The Federal Deposit Insurance Corp. has a new advisory committee on community banking. Except for one professor, it is made up entirely of Presidents and CEOs of community banks. A small problem with this set-up is that there should be one or two regional or national bank representatives to give perspective to the discussions. But what strikes me even more, is that there are no people on the committee whose job it is to actually go out and meet business owners, kick the boxes, and feel their pain. There should be folks on the committee that mix and mingle with the businesses they serve, directly, and that actually perform the credit analysis.

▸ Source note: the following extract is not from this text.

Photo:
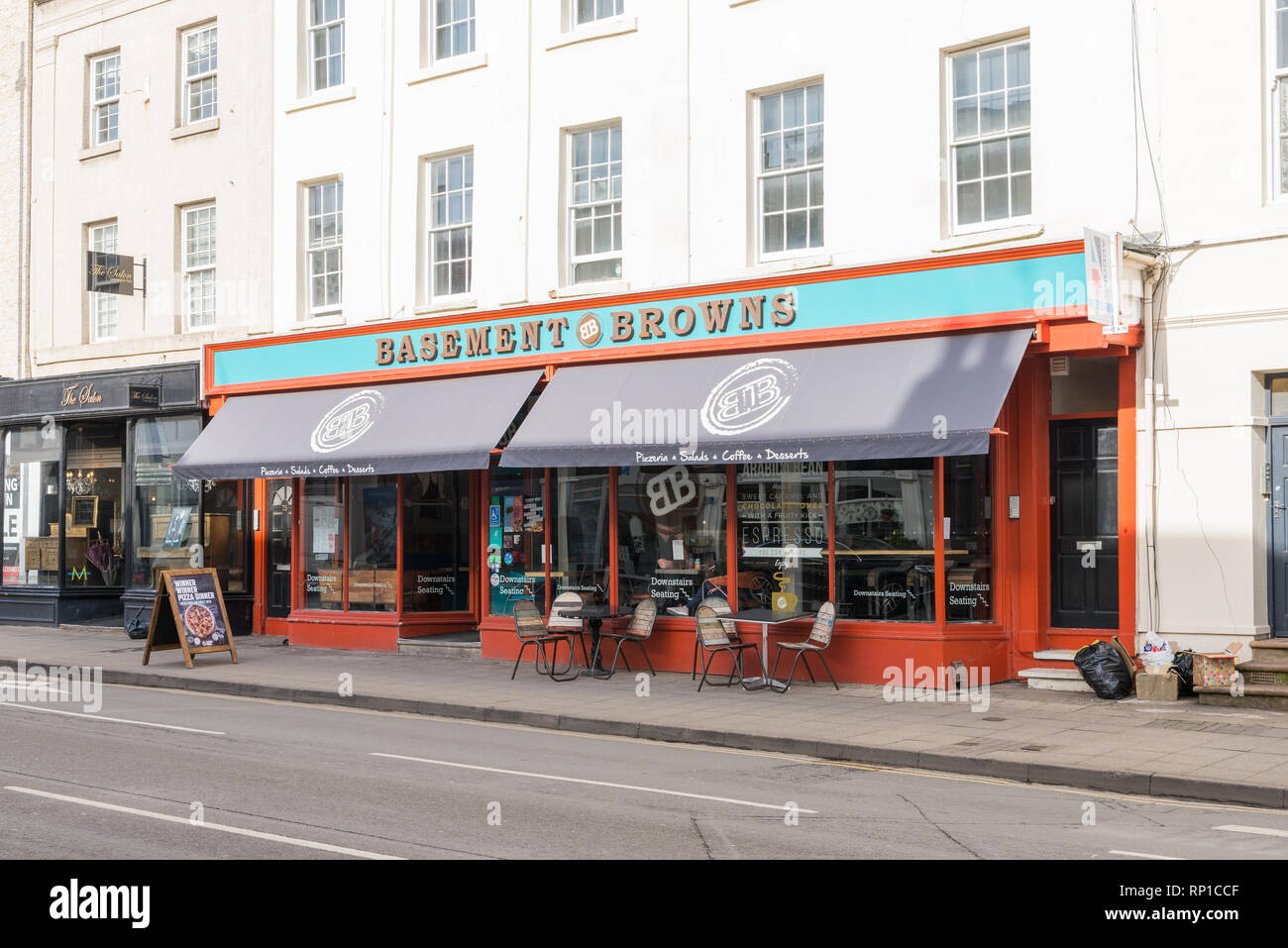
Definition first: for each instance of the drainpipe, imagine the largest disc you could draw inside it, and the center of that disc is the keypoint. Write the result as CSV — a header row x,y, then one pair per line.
x,y
1150,507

The committee needs underwriters who can see and comment on where the industry is falling short in meeting the borrowing needs of the small business community. But there aren’t any.

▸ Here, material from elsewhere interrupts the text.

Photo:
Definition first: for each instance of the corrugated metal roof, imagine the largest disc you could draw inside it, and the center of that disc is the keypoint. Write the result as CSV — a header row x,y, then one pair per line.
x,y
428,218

There was an opportunity here that I don’t think the FDIC capitalized on (no pun intended!) as well as they could have. Instead, given the mix, the agenda for this committe will not be improving lending in the markets these community banks serve. Rather, it will be on improving these banks’ balance sheets and positioning these banks to take advantage of some of the bailout opportunities and improve their share prices.
What should an FDIC advisory committee on community banking be dealing with?. How about the two-faced message regulators are sending to the banking industry, with one group yelling “lend, lend, lend” while the second group holds the banks’ working capital lines to an ever higher debt service coverage ratio and requires them to reserve for loan losses before the approval signature is dry on the offering sheet–thus making it very difficult indeed for them to “lend, lend, lend”. The lenders are getting their direction from the very folks that are serving on this committee. Yet its very composition limits the type of dialogue so desperately needed within the group, and between the group and the regulators. As it stands, I am not confident that this group will have any impact on the banking industry’s ability to meet its fundamental role as lender to the small business communities they serve.
I hope I am wrong. I always seem to hope I am wrong.